As of this version, variants.gff
is our primary variant call file
format. The variants.gff
file is based on the GFFv3 standard.
The GFFv3 standard describes a tab-delimited plain-text file
meta-format for describing genomic "features." Each gff file consists
of some initial "header" lines supplying metadata, and then a number
of "feature" lines providing information about each identified
variant.
All coordinates in GFF files are 1-based, and all intervals start,
end
are understood as including both endpoints.
The variants.gff
file begins with a block of metadata headers,
which looks like the following:
##gff-version 3 ##pacbio-variant-version 2.1 ##date Tue Feb 28 17:44:18 2012 ##feature-ontology http://song.cvs.sourceforge.net/*checkout*/song/ontology/sofa.obo?revision=1.12 ##source GenomicConsensus v0.1.0 ##source-commandline callVariants.py --algorithm=plurality aligned_reads.cmp.h5 -r spinach.fasta -o variants.gff ##source-alignment-file /home/popeye/data/aligned_reads.cmp.h5 ##source-reference-file /home/popeye/data/spinach.fasta ##sequence-region EGFR_Exon_23 1 189 ##sequence-header EGFR_Exon_24 1 200
The source
and source-commandline
describe the name and
version of the software generating the file.
pacbio-variant-version
reflects the specification version that the
file contents should adhere to.
The sequence-region
headers describe the names and extents of
the reference groups (i.e. reference contigs) that will be refered to in the file. The names are the same as the full FASTA header.
source-alignment-file
and source-reference-file
record
absolute paths to the primary input files.
After the headers, each line in the file describes a genomic
feature; in this file, all the features are potential variants
flagged by the variant caller. The general format of a variant line
is a 9-column (tab-delimited) record, where the first 8 columns
correspond to fixed, predefined entities in the GFF standard, while
the 9th column is a flexible semicolon-delimited list of mappings
key=value
.
The 8 predefined columns are as follows:
Column Number | Name | Description | Example |
1 | seqId | The full FASTA header for the reference contig. | lambda_NEB3011 |
2 | source | (unused; always populated with
. ) |
. |
3 | type | the type of variant.
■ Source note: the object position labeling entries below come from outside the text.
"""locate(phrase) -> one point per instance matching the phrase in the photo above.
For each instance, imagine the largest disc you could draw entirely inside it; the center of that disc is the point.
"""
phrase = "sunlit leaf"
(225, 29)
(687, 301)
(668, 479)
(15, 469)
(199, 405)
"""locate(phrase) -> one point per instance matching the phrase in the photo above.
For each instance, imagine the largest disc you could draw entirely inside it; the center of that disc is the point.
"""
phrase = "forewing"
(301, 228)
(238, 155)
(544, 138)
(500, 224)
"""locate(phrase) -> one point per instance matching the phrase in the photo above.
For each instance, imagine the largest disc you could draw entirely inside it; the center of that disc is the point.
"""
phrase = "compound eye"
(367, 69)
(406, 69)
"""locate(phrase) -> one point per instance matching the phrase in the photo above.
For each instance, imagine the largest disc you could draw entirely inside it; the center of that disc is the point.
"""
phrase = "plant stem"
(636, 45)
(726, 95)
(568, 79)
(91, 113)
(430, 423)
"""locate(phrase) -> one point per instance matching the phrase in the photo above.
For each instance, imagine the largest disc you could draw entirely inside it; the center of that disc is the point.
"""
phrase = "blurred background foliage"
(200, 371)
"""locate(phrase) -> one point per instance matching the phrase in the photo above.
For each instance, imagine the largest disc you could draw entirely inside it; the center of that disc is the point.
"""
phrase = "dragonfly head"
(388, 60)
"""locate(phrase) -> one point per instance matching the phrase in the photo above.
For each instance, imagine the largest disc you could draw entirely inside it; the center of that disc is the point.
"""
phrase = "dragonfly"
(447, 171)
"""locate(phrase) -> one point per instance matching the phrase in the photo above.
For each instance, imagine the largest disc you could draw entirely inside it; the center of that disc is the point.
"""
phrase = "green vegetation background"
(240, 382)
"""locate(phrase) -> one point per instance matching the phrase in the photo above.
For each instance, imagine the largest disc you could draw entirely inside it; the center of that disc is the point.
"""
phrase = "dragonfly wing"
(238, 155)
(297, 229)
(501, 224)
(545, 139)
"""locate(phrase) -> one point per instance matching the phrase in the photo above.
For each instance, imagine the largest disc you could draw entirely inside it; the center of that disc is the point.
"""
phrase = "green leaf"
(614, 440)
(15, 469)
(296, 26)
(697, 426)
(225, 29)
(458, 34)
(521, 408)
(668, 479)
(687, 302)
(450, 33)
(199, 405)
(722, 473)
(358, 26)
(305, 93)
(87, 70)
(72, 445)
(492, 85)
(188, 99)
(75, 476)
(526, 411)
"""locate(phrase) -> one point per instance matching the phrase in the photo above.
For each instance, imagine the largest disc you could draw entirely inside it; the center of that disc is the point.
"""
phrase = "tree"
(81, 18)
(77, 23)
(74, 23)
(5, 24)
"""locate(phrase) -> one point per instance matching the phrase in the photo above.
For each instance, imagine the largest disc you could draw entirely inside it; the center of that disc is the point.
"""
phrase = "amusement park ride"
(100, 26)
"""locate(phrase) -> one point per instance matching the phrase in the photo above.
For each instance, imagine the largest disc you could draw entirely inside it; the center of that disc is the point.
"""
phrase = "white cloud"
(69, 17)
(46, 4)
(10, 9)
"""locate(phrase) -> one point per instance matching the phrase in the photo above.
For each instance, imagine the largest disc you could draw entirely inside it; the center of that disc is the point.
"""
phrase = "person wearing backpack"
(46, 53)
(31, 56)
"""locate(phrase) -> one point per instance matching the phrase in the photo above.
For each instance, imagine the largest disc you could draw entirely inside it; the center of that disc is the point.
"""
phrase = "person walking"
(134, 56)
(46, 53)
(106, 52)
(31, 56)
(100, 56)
One of
insertion , deletion , or
substitution . |
substitution |
4 | start | 1-based start coordinate for the variant. | 200 |
5 | end | 1-based end coordinate for the variant. start<=end always obtains, regardless of strand. | 215 |
6 | score | unused; populated with . |
. |
7 | strand | unused; populated with . |
. |
8 | phase | unused; populated with . |
. |
The attributes in the 9th (final) column are as follows:
Key | Description | Example value |
coverage |
the read coverage of the variant site (not the variant itself) | 42 |
confidence |
the phred-scaled probability that the variant is real, rounded to the nearest integer and truncated at 93 | 37 |
reference |
the reference base or bases
for the variant site. May
be . to represent a
zero-length substring (for
insertion events) |
T , . |
variantSeq |
the read base or bases
corresponding to the
variant. . encodes a
zer-length string, as for a
deletion. |
|
frequency |
the read coverage of the variant itself; for heterozygous variants, the frequency of both observed alleles. This is an optional field. |
|
The attributes may be present in any order.
The four types of variant we support are as follows. (Recall that the field separator is a tab, not a space.)
Insertion. Examples:
ref00001 . insertion 8 8 . . . reference=.;variantSeq=G;confidence=22;coverage=18;frequency=10 ref00001 . insertion 19 19 . . . reference=.;variantSeq=G/.;confidence=22;coverage=18;frequency=7/5
For insertions, start==end, and the insertion event is understood as taking place following the reference position start.
Deletion. Examples:
ref00001 . deletion 348 349 . . . reference=G;variantSeq=.;confidence=39;coverage=25;frequency=20 ref00001 . deletion 441 443 . . . reference=GG;variantSeq=GG/.;confidence=39;coverage=25;frequency=8/8
Substitution. Examples:
ref000001 . substitution 100 102 . . . reference=GGG;variantSeq=CCC;confidence=50;coverage=20;frequency=16 ref000001 . substitution 200 201 . . . reference=G;variantSeq=G/C;confidence=50;coverage=20;frequency=10/6
The gff metaformat is verbose, so for practical purposes we will gzip
encode variants.gff
files as variants.gff.gz
. Consumers of
the variant file should be able to read it in either form.
The VCF and BED standards describe variant-call specific file formats. We can currently translate variants.gff files to these formats, but they are not the primary output of the variant callers.